Tuesday, October 05, 2004

Lessons in caste

School children discriminate at meal-time

Instead of removing poverty and teaching social equality, mid-day meal schemes seem to have become a vehicle for discrimination and oppression negating the rationale for which they were started. Last month a principal and teacher of a school in Madhya Pradesh prevented their wards from eating mid-day meals cooked by a Dalit woman. A few days ago, upper castes students at a primary school near Lucknow refused to have a meal with their Dalit classmates. Other incidents go unreported. Prejudices are probably better camouflaged in urban areas, but in villages oppression takes on a cruder form, with caste often acting as the trigger.

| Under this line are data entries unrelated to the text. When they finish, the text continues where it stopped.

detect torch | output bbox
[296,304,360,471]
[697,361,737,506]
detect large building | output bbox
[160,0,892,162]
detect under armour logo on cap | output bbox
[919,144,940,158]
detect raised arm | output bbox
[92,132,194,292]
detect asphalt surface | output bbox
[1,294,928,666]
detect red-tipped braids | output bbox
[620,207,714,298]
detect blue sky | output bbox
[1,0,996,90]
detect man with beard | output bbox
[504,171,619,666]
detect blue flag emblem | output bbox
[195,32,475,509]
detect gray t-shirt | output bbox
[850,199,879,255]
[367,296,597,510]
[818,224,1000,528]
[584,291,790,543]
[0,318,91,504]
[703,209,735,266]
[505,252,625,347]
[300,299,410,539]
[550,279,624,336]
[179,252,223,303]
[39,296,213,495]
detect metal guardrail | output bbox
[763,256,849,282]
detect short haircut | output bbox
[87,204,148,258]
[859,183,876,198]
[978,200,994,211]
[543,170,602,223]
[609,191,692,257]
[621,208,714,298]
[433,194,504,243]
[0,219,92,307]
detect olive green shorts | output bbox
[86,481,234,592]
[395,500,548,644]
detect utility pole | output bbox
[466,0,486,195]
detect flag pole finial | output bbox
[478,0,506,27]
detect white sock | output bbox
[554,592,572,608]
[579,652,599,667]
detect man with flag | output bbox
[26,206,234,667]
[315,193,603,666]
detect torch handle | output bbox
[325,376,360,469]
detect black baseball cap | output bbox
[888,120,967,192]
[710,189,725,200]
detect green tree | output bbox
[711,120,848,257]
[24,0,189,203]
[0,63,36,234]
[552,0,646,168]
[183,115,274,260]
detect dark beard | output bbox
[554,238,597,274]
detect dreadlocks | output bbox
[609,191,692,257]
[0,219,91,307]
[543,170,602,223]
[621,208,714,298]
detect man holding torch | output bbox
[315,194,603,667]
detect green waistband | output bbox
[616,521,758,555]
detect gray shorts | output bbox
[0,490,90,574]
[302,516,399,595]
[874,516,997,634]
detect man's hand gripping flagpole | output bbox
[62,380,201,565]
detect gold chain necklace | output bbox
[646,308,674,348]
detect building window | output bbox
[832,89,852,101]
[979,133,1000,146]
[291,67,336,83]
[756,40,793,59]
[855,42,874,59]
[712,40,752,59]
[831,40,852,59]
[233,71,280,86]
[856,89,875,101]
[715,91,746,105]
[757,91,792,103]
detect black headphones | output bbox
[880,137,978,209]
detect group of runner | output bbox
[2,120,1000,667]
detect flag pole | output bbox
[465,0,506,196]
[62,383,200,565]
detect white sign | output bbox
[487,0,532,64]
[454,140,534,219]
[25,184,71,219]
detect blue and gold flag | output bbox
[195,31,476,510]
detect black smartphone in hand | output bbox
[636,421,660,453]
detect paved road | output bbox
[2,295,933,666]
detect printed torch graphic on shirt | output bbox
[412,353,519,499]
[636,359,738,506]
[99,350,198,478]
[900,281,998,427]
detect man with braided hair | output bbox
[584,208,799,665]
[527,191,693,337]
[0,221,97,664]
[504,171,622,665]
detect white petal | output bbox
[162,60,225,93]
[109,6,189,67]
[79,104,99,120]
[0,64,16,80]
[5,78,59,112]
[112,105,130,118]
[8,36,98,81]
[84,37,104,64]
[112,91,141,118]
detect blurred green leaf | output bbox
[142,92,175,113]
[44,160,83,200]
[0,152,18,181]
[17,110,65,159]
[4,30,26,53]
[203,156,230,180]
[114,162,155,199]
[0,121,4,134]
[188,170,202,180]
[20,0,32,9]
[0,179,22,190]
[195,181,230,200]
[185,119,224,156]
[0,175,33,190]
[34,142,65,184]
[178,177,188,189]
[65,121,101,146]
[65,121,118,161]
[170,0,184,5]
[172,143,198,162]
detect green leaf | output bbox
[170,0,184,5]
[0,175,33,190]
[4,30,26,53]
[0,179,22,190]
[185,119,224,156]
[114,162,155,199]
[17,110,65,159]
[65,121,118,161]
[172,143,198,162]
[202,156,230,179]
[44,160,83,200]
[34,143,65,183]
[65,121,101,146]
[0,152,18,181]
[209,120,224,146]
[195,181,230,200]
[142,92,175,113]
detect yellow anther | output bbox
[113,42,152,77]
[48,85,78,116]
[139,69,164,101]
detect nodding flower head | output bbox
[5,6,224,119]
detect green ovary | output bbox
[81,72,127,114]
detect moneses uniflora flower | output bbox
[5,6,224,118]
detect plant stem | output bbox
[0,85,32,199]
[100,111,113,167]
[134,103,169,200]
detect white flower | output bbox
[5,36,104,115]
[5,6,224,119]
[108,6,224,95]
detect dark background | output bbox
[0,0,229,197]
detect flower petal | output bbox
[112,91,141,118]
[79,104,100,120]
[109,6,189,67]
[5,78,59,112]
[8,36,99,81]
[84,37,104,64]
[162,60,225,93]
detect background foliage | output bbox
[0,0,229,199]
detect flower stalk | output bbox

It is bad enough that adults discriminate along caste lines but it is shocking when the perpetrators are primary school children. These tender young minds are not born with caste distinctions, and yet thanks to the society they live in they pick up prejudices very quickly. What does this say about the values our system teaches? More than 50 years after the Directive Principles of State Policy were drafted, such instances as have recently been reported show how abjectly we have failed and how deep-rooted the caste system actually is. No amount of quotas and job reservations will help unless there is social awareness and a change in attitude towards caste demarcations. The first lessons in inculcating awareness must be taught by parents at home and by teachers at schools. But if they are the ones who persist in perpetuating prejudices and preaching discrimination, it is only natural that their children will imbibe these values and grow up bigoted. A conscious effort is needed to break this cycle. It isn’t just the state’s responsibility; every person needs to be involved. Only then can we call ourselves a civilised society.